In der 10. Klasse rückt das Wenn-Dann-Denken immer stärker in den gedanklichen Vordergrund der Schüler. Kausalketten denkerisch zu erfassen wird fast zur Leidenschaft. In der Physik wird daher die klassische Mechanik mit ihrer klar erfassbaren, mathematischen Berechenbarkeit zum Hauptunterrichtsinhalt. Vulkanismus, Plattentektonik, Luft- und Meeresströmungssysteme der Erde werden während der Geographieepoche behandelt. Die Chemieepoche beschäftigt sich mit den Arten der Salzbildung, Säuren und Laugen werden in ihrer meist heftigen Reaktion vorgeführt.
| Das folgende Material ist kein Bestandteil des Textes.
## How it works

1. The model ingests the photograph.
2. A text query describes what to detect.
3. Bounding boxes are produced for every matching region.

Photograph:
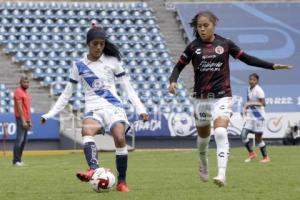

Manchmal durchaus schreckliche Folgen vorangegangener Taten und Haltungen stehen auch im Mittelpunkt des Deutschunterrichtes: Das Nibelungenepos mit all seinen Wirren wird hier behandelt, fremde Leidenschaften entfalten eine erstaunliche Nähe. Unausweichlichkeit aber auch im Mathematikunterricht: neben den Potenz- und Wurzelgesetzen werden die Logarithmen und Exponentialfunktionen behandelt, die zweite Mathematikepoche widmet sich der Trigonometrie – eine ideale Vorbereitung für das Vermessungspraktikum, bei dem die Schüler das theoretische Wissen in die Praxis umsetzen können.

11. Klasse

Die 11. Klasse steht ganz im Zeichen der Parzival-Epoche. So wie der „reine Tor“ in Wolfram von Eschenbachs Dichtung seinen Weg zwischen den Welten finden muss, stellt sich für die Schüler der 11. Klasse die Frage nach ihrer Zukunft. Dieses Motiv des Suchens, Durchwanderns und Gegenüberstellens durchdringt auch die einzelnen Unterrichtsfächer. Der Deutschepoche an die Seite gestellt ist die Geschichtsepoche, bei der ein intensiver Blick auf das Mittelalter geworfen wird, aber auch der vergleichende Blick auf die Neuzeit nicht fehlen darf. In der Chemieepoche werden die Metalle vielfältigen Wegen durch ihre verschiedenen Verbindungen unterworfen, am Ende erscheinen sie wieder als reines Metall! In der Physik werden die faszinierenden Phänomene der Elektrizität beleuchtet, wobei Fragen über die Natur von elektromagnetischen Feldern oder das Problem der Unsterblichkeit des elektrischen Stromes die Schüler zu philosophischen Betrachtungen bringen. Komplexe Fragen birgt die Biologieepoche, die sich mit der Zelllehre und letztendlich mit der Frage nach dem Leben an sich beschäftigt. Das Motiv des Woher und Wohin durchzieht dann auch die Mathematikepochen, Funktionen werden graphisch dargestellt und analysiert, die Projektive Geometrie führt die Schüler in ihrem Denken schließlich sogar bis zum unendlich fernen Punkt.

12. Klasse

Die 12. Klasse stellt den Abschluss und Kulminationspunkt der Unterrichtsinhalte der gesamten Oberstufenzeit dar. Im Mittelpunkt stehen das Einstudieren des Klassenspieles und das Anfertigen der Jahresarbeit. Eine weitere wichtige künstlerische Leistung wird durch das Aufführen eines selbst erarbeiteten Eurythmiestückes abgelegt.